You will also have leading positions at the emerging "Center for Asian and Transcultural Studies" (CATS), which will bring together Heidelberg's Asian studies. WHen does it come?
It should be ready for occupancy in mid-2018. The CATS is a mainly spatial association of Asian Studies, the South Asia Institute, East Asian Studies and Ethnology together with the HCTS. It forms a small campus with a library in the center that goes four floors deep into the ground. The content-related work is closely linked to the HCTS, here in Vossstraße 2.
What does the growing Asian focus mean for the university?
The CATS will be the largest Asian science institute in continental Europe. We then have around 25 professorships that focus on Asia.
Nepal played a role in your professional life from an early age. You are now head of the research project "Religious and legal historical sources in premodern Nepal" at the Heidelberg Academy of Sciences.
This country has been particularly important to me from the start, since my first trip to India. And I am happy that I can continue to research there in the long-term academy project that has a branch in Nepal with three employees.

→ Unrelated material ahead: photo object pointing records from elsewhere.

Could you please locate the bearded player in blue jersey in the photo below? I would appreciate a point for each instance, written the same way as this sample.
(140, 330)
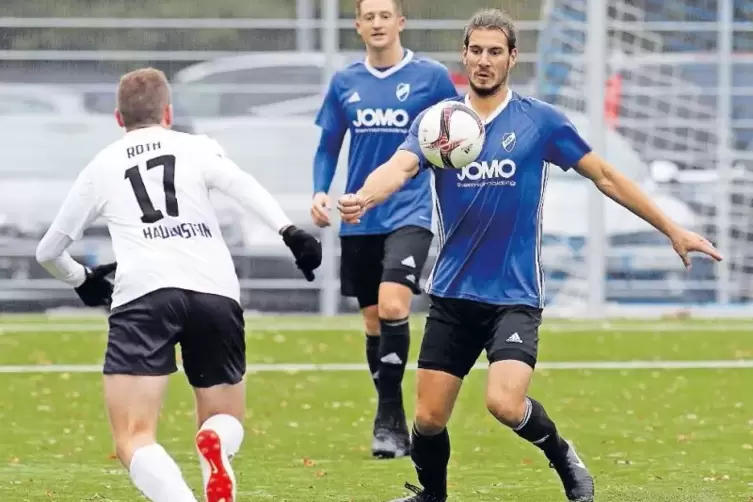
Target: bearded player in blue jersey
(487, 285)
(383, 256)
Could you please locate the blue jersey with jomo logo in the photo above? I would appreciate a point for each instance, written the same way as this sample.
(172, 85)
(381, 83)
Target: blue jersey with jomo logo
(490, 212)
(377, 108)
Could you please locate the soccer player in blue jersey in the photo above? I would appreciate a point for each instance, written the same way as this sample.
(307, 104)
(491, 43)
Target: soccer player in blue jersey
(383, 256)
(487, 285)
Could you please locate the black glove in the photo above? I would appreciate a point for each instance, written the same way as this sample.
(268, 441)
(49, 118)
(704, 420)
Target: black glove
(306, 249)
(96, 291)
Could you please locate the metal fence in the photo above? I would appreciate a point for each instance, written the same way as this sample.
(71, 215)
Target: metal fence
(677, 121)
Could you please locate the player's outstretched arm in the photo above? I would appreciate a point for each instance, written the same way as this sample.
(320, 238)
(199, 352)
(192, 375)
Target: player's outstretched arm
(622, 190)
(383, 182)
(79, 210)
(224, 175)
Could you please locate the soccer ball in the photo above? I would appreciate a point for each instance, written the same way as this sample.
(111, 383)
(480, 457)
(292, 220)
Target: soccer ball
(451, 135)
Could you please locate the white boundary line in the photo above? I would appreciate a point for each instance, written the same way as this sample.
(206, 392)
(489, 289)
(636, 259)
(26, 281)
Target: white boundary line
(292, 367)
(261, 326)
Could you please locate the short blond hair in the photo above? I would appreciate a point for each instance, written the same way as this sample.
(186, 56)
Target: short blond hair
(397, 3)
(143, 95)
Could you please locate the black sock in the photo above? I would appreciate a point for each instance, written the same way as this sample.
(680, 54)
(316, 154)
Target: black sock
(540, 430)
(372, 356)
(393, 355)
(430, 455)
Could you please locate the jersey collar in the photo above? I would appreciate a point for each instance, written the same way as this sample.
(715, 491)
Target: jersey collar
(407, 58)
(493, 115)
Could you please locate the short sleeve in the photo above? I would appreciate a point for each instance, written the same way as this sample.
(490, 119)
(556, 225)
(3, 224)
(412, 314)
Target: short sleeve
(411, 142)
(330, 116)
(80, 208)
(564, 145)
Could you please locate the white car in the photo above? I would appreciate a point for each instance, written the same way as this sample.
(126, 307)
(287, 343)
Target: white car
(48, 133)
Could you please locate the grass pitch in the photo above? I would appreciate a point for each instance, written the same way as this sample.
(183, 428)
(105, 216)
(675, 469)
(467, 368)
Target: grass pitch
(650, 434)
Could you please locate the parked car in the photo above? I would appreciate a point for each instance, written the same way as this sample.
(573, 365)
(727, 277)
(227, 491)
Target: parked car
(267, 125)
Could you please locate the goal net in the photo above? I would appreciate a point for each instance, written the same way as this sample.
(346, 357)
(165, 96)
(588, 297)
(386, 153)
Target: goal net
(661, 113)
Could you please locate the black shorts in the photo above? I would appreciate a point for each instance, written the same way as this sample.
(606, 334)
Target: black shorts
(366, 261)
(209, 328)
(457, 331)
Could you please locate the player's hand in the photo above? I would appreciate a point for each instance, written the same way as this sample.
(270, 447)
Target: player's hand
(306, 249)
(96, 290)
(351, 207)
(685, 241)
(320, 207)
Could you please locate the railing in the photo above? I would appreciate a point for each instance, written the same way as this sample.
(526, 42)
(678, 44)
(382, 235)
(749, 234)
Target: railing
(563, 258)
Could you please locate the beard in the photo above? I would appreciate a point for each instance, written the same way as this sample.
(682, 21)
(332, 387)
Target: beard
(485, 92)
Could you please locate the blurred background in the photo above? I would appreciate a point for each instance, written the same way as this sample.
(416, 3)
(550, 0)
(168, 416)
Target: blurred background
(677, 81)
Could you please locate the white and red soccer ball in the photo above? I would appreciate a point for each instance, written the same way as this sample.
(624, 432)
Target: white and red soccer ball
(451, 135)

This fascinating project opens up a corpus of documents from the 18th and 19th centuries, in which one finds the flourishing life of society with all its conflicts reflected - a counterpoint to the spiritual, spiritual and religious in South Asia.
This is what India in particular stands for. What role did this country play for you?
India and Nepal form a unity in terms of culture, religion, society and history. I enjoy doing research in Nepal because cultural phenomena have been preserved there that no longer exist in India. Of course India - one in seven people is Indian - is a very different political and economic factor than Nepal.
If you now retire on September 30, 2016 - will you have a fresh start into unrest?
I will continue to work in a number of functions: I will initially remain co-director of the cluster, founding director of the CATS, rectorate representative for South Asia and the Heidelberg Center South Asia as well as head of my academy project. But I will no longer teach normal teaching programs, I will belong to fewer committees and I will no longer be the head of the Classical Indology department at the South Asia Institute. I would like to complete the tasks and help us get into the third round of the Excellence Initiative. After all, the CATS should also look good. In addition, I have just been elected Secretary of the Philosophical-Historical Class of the Heidelberg Academy of Sciences. I won't get bored.